Summary of Haemostasis, Blood Coagulation Process and Antithrombotic Drugs

• Haemostasis is a vital process that prevents excessive bleeding through platelet activation and fibrin formation, crucial for maintaining vascular integrity.
• Thrombosis, characterized by abnormal clot formation within blood vessels, poses significant health risks and is influenced by Virchow’s triad: endothelial damage, altered blood flow, and increased coagulability.
• Arterial thrombi primarily consist of platelets and fibrin, while venous thrombi include a mix of fibrin and trapped blood cells, with both capable of causing severe complications like embolism.
• Drug therapies targeting haemostasis and thrombosis management focus on altering blood coagulation, modifying platelet function, or enhancing fibrinolysis.
• The coagulation cascade, involving enzymatic activation of clotting factors and feedback loops, culminates in fibrin formation catalyzed by thrombin, regulated by antithrombin III and endothelial mechanisms.
• Understanding these processes and their pharmacological interventions is critical for effectively managing bleeding disorders and preventing thrombotic events.

• Thrombosis Types and Risks:
  • Arterial and venous thrombi are significant causes of morbidity and mortality.
  • Risk factors include age, local trauma, vascular stasis, systemic blood coagulation changes, and genetic/environmental factors.
• Mechanisms of Thrombosis:
  • Arterial thrombosis: Often related to ruptured atherosclerotic plaques, high blood pressure, and turbulent blood flow.
  • Venous thrombosis: Typically occurs in areas of diminished blood flow or stasis; influenced by inherited conditions, immobility, surgeries, cancers, pregnancy, and hormone therapy.
• Classes of Antithrombotic Drugs:
  • Anticoagulants: Inhibit fibrin formation, prevent clot growth, and reduce thromboembolic event risks.
  • Antiplatelet Drugs: Prevent platelet aggregation, reducing the risk of arterial thrombi.
  • Thrombolytics/Fibrinolytics: Dissolve existing clots by breaking down fibrin.
• Anticoagulant Drugs:
  • Heparin and LMWHs: Inactivate factor Xa and, in the case of unfractionated heparin, also thrombin.
  • Vitamin K Antagonists (Warfarin): Inhibit vitamin K-dependent clotting factors, requiring frequent monitoring.
  • Direct Thrombin Inhibitors (Dabigatran): Inhibit thrombin directly, with rapid onset and specific antidotes.
  • Factor Xa Inhibitors (Rivaroxaban, Apixaban): Directly inhibit factor Xa, preventing thrombin formation, with antidotes available for bleeding management.
• Pharmacokinetics and Administration:
  • Anticoagulants vary in onset, administration route, and monitoring needs, with DOACs offering convenience over traditional warfarin.
• Adverse Effects:
  • Common across anticoagulants include bleeding, with varying risks depending on drug class and patient factors.
  • Warfarin has a narrow therapeutic window and multiple drug interactions, requiring careful monitoring.
• Clinical Indications:
  • Antithrombotic drugs are used in preventing and treating venous thromboembolism, managing atrial fibrillation, and during surgeries to prevent clot formation.

• Role of Platelets: Platelets are essential for haemostasis, vascular repair, and inflammation, but their activation can lead to thrombosis in diseased arteries.
• Antiplatelet Drugs: Antiplatelet drugs, including aspirin, P2Y12 inhibitors, and glycoprotein IIb/IIIa receptor inhibitors, are crucial in treating and preventing arterial thrombosis.
• Aspirin: Aspirin inhibits COX-1, reducing platelet aggregation and vasoconstriction, and is a cornerstone in the prevention and treatment of cardiovascular diseases.
• P2Y12 Inhibitors: These drugs block ADP-induced platelet aggregation and are used in acute coronary syndromes and stent implantation.
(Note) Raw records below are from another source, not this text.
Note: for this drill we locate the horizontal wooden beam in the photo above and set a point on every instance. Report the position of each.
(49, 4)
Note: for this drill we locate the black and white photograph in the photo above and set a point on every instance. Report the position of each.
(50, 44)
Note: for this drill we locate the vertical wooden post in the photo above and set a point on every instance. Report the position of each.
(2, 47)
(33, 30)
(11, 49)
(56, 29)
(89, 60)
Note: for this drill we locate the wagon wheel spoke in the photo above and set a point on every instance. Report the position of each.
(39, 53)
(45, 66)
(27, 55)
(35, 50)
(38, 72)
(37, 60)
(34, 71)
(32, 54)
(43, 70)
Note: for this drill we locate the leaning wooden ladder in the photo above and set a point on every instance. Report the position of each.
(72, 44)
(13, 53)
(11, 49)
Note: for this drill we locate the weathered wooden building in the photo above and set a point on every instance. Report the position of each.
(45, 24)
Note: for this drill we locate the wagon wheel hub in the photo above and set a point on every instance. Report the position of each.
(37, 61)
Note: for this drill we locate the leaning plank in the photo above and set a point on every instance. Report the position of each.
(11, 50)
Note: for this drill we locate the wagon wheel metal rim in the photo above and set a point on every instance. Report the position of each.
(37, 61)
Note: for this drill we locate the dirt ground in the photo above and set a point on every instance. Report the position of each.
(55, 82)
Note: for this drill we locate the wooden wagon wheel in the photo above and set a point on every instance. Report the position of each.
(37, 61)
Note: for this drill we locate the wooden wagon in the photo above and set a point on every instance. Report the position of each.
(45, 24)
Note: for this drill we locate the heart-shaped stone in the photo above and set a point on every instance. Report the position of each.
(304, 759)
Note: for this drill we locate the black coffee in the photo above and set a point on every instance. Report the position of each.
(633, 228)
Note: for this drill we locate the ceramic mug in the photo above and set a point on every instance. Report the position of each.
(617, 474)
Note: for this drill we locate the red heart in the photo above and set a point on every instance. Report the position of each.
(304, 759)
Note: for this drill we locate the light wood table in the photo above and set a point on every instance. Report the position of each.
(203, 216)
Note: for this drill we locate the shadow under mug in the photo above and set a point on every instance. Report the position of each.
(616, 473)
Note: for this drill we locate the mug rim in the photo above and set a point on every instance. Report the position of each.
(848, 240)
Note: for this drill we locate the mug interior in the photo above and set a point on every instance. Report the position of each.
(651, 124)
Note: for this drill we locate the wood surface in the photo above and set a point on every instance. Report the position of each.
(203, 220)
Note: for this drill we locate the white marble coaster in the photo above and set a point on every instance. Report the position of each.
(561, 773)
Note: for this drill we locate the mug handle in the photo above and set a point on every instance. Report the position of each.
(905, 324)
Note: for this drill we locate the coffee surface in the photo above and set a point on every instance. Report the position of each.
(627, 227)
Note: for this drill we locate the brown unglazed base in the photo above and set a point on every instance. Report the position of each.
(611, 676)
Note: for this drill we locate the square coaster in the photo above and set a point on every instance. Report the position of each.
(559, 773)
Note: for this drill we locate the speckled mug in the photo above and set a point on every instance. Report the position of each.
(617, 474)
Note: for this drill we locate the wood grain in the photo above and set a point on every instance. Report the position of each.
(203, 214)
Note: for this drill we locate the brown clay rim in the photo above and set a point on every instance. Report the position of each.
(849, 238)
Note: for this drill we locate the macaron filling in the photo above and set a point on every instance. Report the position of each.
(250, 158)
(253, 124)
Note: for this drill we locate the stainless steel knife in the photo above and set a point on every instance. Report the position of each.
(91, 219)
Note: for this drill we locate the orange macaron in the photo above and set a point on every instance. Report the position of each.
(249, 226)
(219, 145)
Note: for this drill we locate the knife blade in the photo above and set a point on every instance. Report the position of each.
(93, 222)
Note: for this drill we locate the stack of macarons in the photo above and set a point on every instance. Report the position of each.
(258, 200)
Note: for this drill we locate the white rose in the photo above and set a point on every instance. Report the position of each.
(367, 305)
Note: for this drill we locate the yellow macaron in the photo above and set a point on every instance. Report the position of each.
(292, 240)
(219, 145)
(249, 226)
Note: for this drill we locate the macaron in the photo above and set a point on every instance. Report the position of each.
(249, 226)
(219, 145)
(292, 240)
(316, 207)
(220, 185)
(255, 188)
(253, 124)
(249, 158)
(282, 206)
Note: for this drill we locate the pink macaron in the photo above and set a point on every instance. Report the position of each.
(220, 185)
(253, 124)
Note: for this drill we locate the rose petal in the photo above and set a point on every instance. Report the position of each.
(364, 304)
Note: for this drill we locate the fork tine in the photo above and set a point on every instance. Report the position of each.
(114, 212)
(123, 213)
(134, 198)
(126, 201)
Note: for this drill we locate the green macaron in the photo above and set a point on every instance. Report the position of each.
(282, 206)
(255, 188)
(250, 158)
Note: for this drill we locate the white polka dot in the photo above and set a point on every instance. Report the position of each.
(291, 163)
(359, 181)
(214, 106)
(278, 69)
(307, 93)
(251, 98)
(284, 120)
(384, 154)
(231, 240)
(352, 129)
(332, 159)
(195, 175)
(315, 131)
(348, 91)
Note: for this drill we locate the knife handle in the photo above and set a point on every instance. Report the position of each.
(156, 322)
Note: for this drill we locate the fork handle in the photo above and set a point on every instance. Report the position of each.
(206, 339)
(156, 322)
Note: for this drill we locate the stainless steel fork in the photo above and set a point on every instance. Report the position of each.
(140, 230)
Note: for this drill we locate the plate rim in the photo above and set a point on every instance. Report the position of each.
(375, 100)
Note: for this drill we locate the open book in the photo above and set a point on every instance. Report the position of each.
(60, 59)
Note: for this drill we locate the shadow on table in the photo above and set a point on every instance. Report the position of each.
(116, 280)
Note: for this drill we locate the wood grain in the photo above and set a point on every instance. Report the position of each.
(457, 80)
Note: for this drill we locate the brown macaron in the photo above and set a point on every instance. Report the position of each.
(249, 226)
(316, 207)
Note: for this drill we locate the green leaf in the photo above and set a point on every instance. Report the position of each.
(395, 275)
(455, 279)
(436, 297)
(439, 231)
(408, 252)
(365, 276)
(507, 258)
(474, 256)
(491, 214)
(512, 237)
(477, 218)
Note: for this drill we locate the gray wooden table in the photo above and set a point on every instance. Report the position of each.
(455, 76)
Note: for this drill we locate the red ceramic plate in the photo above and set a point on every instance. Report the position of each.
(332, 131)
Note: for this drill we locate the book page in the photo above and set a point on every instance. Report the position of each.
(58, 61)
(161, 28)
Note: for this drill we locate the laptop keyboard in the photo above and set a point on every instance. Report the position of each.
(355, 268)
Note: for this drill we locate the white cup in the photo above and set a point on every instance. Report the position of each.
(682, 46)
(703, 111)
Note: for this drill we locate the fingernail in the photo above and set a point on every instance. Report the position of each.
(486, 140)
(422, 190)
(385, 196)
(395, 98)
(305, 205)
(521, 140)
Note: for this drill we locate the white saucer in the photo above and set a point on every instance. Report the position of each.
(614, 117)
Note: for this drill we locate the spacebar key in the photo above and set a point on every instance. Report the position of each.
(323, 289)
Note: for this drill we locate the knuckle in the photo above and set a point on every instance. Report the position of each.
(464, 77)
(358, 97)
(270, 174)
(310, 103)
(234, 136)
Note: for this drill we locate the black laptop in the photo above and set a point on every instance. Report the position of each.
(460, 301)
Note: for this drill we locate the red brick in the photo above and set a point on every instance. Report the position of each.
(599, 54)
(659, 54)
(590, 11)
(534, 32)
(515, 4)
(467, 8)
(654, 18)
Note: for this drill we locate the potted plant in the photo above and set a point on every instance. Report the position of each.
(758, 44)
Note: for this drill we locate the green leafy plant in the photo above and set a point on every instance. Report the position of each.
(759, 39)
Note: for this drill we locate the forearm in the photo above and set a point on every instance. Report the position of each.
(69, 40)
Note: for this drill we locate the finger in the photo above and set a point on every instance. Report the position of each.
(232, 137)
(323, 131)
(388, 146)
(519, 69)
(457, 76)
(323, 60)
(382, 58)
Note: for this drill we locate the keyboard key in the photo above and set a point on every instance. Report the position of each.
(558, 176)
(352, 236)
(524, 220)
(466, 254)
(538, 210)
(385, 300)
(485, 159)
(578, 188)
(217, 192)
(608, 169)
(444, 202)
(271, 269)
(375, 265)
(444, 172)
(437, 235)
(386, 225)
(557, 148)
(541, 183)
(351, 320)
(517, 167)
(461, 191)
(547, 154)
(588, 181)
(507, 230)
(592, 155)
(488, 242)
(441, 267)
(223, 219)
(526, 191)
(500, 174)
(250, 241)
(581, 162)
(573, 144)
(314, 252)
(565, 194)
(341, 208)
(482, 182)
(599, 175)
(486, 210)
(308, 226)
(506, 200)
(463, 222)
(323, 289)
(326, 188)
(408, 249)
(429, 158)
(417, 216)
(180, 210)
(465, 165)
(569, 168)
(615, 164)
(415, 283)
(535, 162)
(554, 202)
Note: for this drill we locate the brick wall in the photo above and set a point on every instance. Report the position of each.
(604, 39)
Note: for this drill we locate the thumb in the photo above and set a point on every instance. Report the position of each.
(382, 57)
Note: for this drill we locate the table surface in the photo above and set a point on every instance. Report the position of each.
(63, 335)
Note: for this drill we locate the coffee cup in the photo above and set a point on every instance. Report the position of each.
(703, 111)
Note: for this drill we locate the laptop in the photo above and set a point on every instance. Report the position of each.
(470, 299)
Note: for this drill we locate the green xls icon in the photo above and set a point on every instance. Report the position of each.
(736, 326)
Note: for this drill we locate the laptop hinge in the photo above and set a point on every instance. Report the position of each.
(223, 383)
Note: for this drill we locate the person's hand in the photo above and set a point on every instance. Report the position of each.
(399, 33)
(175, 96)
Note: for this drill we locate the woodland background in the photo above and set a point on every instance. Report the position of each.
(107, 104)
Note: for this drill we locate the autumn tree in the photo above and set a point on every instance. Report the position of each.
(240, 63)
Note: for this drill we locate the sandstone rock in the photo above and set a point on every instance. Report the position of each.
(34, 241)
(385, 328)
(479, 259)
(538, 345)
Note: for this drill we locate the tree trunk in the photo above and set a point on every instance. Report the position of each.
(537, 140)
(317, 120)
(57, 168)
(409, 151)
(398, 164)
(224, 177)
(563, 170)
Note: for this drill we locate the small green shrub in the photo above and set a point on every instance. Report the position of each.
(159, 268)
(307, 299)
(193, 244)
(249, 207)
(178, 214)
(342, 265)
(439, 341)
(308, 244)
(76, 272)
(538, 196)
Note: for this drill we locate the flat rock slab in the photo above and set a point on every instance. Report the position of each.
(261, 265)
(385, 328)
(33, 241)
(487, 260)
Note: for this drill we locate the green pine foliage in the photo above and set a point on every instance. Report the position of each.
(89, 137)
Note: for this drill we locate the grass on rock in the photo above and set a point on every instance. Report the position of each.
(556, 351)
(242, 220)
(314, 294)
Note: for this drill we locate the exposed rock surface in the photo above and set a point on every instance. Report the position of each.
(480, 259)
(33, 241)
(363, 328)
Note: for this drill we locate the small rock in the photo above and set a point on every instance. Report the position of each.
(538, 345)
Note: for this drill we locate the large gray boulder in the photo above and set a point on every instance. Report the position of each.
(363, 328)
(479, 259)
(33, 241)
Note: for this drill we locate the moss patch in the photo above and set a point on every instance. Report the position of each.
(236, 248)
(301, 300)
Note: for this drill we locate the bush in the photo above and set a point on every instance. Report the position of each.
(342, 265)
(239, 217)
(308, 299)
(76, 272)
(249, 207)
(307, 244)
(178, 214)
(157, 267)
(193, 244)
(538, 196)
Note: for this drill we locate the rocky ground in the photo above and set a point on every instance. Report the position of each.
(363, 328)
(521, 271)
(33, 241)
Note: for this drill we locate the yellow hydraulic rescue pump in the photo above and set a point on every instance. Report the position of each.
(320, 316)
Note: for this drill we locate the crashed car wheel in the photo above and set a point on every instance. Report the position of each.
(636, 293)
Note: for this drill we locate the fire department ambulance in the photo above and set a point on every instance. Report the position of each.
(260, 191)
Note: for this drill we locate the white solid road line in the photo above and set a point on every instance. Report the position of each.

They vary in potency, duration of action, and adverse effects.
• Glycoprotein IIb/IIIa Inhibitors: These parenteral drugs inhibit the final step of platelet aggregation and are used to prevent ischemic complications in coronary procedures.
• Clinical Uses: Antiplatelet drugs are used to manage conditions like myocardial infarction, stroke, and unstable coronary syndromes, often in combination with other antithrombotic therapies.
• Thrombolytic Drugs: These drugs promote fibrinolysis to dissolve clots in acute myocardial infarction and stroke but carry significant bleeding risks and are contraindicated in several conditions.
• Adverse Effects and Contraindications: All antiplatelet and thrombolytic drugs have potential adverse effects, particularly bleeding, and should be used with caution in patients with contraindications such as active bleeding or recent trauma.